21. En ce qui concerne l’exception d’incompétence ratione materiae de la
juridiction de céans pour connaitre du litige, soulevée par l’Etat togolais,
relativement aux difficultés d’exécution de l’arrêt susvisé en date du 24 avril
2015, la Cour estime qu’il ne lui appartient pas de s’immiscer dans l’exécution
d’une décision de justice par elle rendue et qu’il revient à chaque partie
concernée de suivre les voies de droit prévues à cet effet par les textes législatifs
de la CEDEAO, notamment celles contenues dans le Protocole additionnel
A/SP.1/01/05 en date du 19 janvier 2005 et dans l’acte additionnel A/
SA.13/02/12 en date du 17 février 2012.
22. La Cour considère que dans le cas de l’espèce, elle a épuisé sa saisine pour
avoir déjà rendu un arrêt de fond entre les parties et ce en application des
dispositions
de l’article 19, paragraphe 3 du Protocole relatif à ladite
juridiction en date du 06 juillet 1991 qui énonce que « chaque différend ne
donne lieu qu’à une décision de la Cour ».

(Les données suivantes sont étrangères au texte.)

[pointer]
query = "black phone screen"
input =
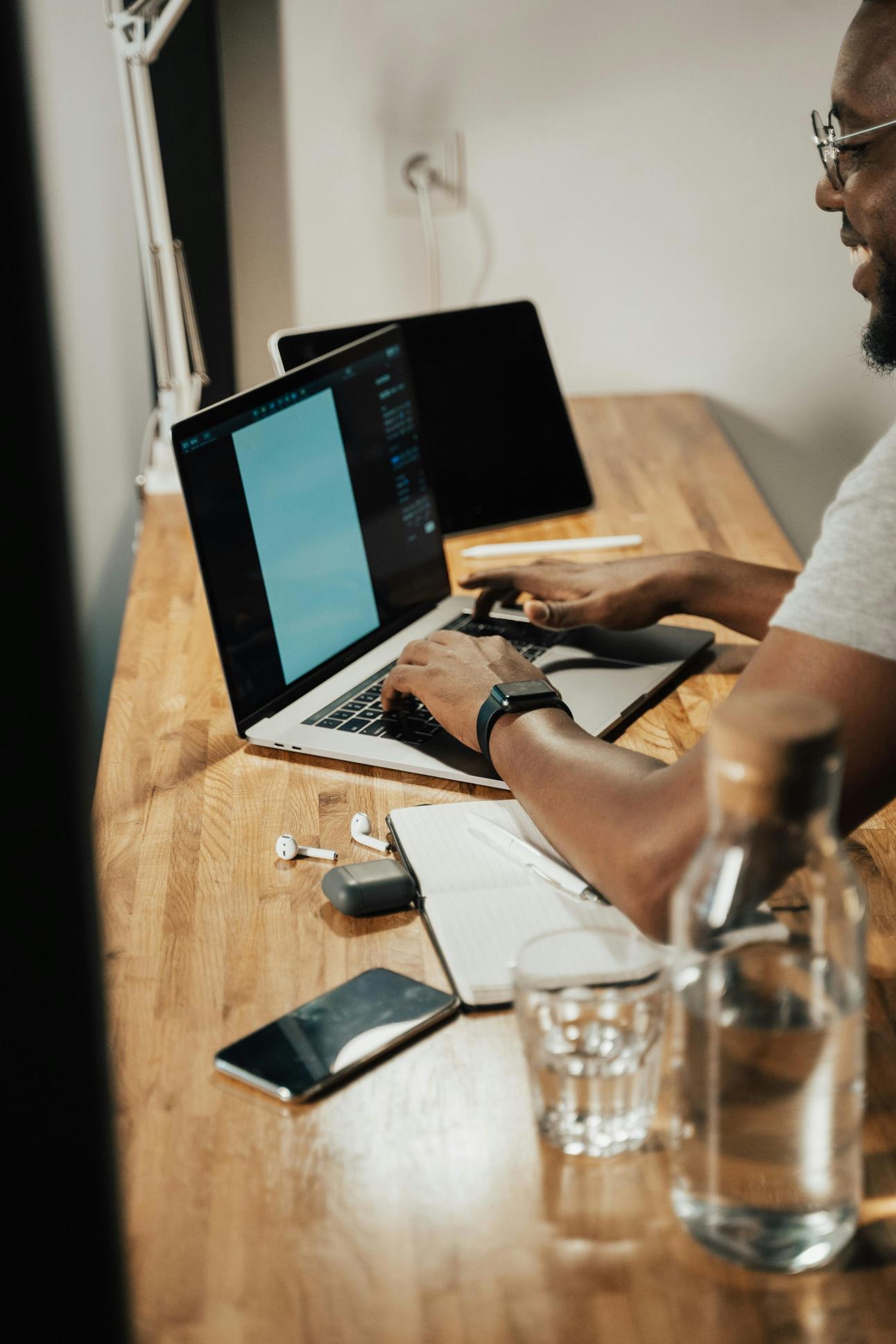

23. Cette jurisprudence de la Cour est constante et c’est ainsi qu’elle a toujours
débouté les requérants dans nombre de décisions dont, entre autres, celles
contenues dans l’arrêt n° ECW/CCJ/APP/15/14 du 24 avril 2015, rendu
dans l’affaire Gnassingbé Kpatcha et autres ccontre la République togolaise ; et
l’arrêt n° ECW/CCJ/JUD/19/13 du 19 juillet 2013, rendu dans l’affaire
Karim Meissa Wade contre République du Sénégal).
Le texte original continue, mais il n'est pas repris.